Tabla 14. DETALLE SOBRE LA MUESTRA DE LA CATEGORÍA ECONÓMICA “TRABAJO DOMÉSTICO EXTRAFAMILIAR”


Fuente: Cavagnoud, trabajo de campo 2006.
2. Caracterización y justificación
12Se entiende dentro de la categoría de ventas y servicios en un punto fijo a todas las actividades de comercio realizadas por adolescentes varones y mujeres que se producen en los mercados cubiertos, así como en las tiendas y otras estructuras fijas, tales como las tiendas de abarrotes, en las que las mercaderías no son trasladadas durante el horario de trabajo. Este punto es fundamental porque permite distinguir esta categoría económica del comercio ambulatorio, que implica una movilidad constante de productos y servicios puestos a disposición de los clientes. Los mercados representan la principal estructura física de las actividades de esta categoría de empleo adolescente, y se convierten en espacios de socialización en la vida de los barrios populares. Pero esta categoría económica deja espacio también a otras áreas de trabajo, como las empresas ubicadas en un punto fijo, y tiene por tanto la intención de concentrar todas las formas de comercio de bienes y de servicios que no implican movilidad durante las horas de trabajo.
13El empleo de los adolescentes en esta categoría económica implica su acceso al dinero en efectivo al momento del pago de los clientes (intercambio de un producto o un servicio por dinero) y se realiza, en la mayoría de los casos, en el marco de la microempresa familiar o en la de un vecino o amigo de la familia del adolescente. De hecho, la estructura de estos puestos está compuesta por un número reducido de empleados (entre 2 y 5) y los adolescentes no entran en la modalidad económica del salariado, lo que significa que no poseen ningún contrato de trabajo y que su movilidad de un puesto a otro es grande, en función de las necesidades del mercado local. El trabajo de campo realizado con este grupo de adolescentes trabajadores intentó reflejar al máximo la diversidad de comercios de bienes y servicios presentes en los mercados de los barrios populares.
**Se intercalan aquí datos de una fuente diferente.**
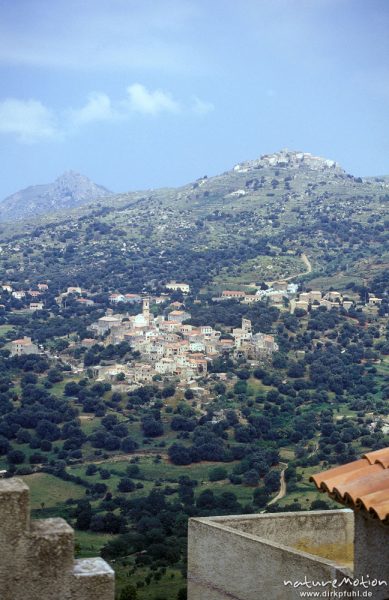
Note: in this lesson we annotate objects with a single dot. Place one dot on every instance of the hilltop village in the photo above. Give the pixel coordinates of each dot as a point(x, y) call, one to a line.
point(164, 343)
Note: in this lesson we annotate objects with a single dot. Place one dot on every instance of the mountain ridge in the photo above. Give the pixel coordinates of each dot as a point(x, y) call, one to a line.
point(69, 190)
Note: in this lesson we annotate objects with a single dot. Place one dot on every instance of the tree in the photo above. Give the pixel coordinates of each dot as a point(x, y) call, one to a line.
point(217, 474)
point(151, 427)
point(128, 593)
point(126, 485)
point(16, 457)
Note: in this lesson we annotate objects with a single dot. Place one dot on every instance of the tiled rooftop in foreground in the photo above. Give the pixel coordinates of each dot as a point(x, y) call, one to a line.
point(361, 485)
point(248, 557)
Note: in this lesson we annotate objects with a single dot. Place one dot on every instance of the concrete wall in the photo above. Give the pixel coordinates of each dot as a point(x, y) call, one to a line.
point(36, 558)
point(249, 557)
point(371, 555)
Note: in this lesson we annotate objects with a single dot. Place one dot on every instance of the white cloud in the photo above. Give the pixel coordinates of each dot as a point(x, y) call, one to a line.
point(98, 108)
point(143, 101)
point(200, 107)
point(29, 120)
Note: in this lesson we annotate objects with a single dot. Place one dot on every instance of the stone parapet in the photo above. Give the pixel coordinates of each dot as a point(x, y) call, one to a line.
point(37, 557)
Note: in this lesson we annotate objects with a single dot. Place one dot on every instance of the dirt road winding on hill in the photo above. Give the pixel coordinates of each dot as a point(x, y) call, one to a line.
point(282, 491)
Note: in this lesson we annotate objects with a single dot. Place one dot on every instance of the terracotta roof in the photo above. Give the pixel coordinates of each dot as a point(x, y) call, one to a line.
point(361, 485)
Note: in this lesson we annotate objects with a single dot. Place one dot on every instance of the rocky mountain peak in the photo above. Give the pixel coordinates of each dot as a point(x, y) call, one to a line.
point(291, 159)
point(69, 190)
De esta manera, la recolección de datos registró una gran variedad de actividades en cuanto a los productos o servicios comercializados, especificados en la tabla 15, que describe la muestra realizada.
14Las cifras proporcionadas por el INEI en su encuesta de 2008 sobre el trabajo infantil y adolescente en el Perú indican que el 18,9% de los y las adolescentes de 14 a 17 años económicamente activos en zonas urbanas está involucrado en una actividad comercial en un punto fijo (mercados, quioscos y tiendas diversas, al por menor o al por mayor), contra el 4,5% de los adolescentes del mismo grupo de edades en el medio rural (cfr. capítulo 2). Considerando que estos datos se aplican a la metrópoli de Lima-Callao, se observa que cerca de la quinta parte de los adolescentes trabajadores de 14 a 17 años en la capital están involucrados en esta categoría económica, convirtiéndola en la segunda más extendida en Lima, luego del trabajo doméstico.
3. Mercados estudiados
15El trabajo de campo realizado en esta categoría económica se concentró en dos mercados de la zona periférica sur de Lima: el mercado del Terminal Pesquero en el distrito de Villa María del Triunfo y el mercado 8 de Agosto en el distrito de Villa El Salvador (cfr. mapa 4).
El mercado del Terminal Pesquero de Villa María del Triunfo
16El mercado del Terminal Pesquero está ubicado junto a uno de los dos terminales de venta de pescado al por mayor de Lima, que le da su nombre. Este mercado cubierto es una estructura económica formal (cada comerciante paga un alquiler, impuestos, gastos corrientes y seguridad, y es oficialmente reconocido por las autoridades) compuesta por dos módulos (rodeados de vendedores ambulantes instalados sobre las veredas) que reúnen a cerca de 300 puestos comerciales7 dedicados a la venta de productos alimenticios (frutas y verduras, carne y aves de corral), de consumo doméstico (productos de limpieza, ropa y ferretería), de diversión (CD y DVD) y también servicios (restaurantes y peluquería).
17Los comerciantes de este mercado y sus clientes habituales son vecinos del barrio, lo que convierte a este lugar en un espacio de intercambio entre los residentes de los alrededores. Es también el escenario de una multiplicidad de interacciones, no solo entre comerciantes y clientes sino también entre vendedores de puestos contiguos, y entre padres e hijos en la medida en que la mayor parte de los puestos de venta de este mercado son microempresas familiares a las que casi todos los miembros del hogar acuden para brindar su ayuda.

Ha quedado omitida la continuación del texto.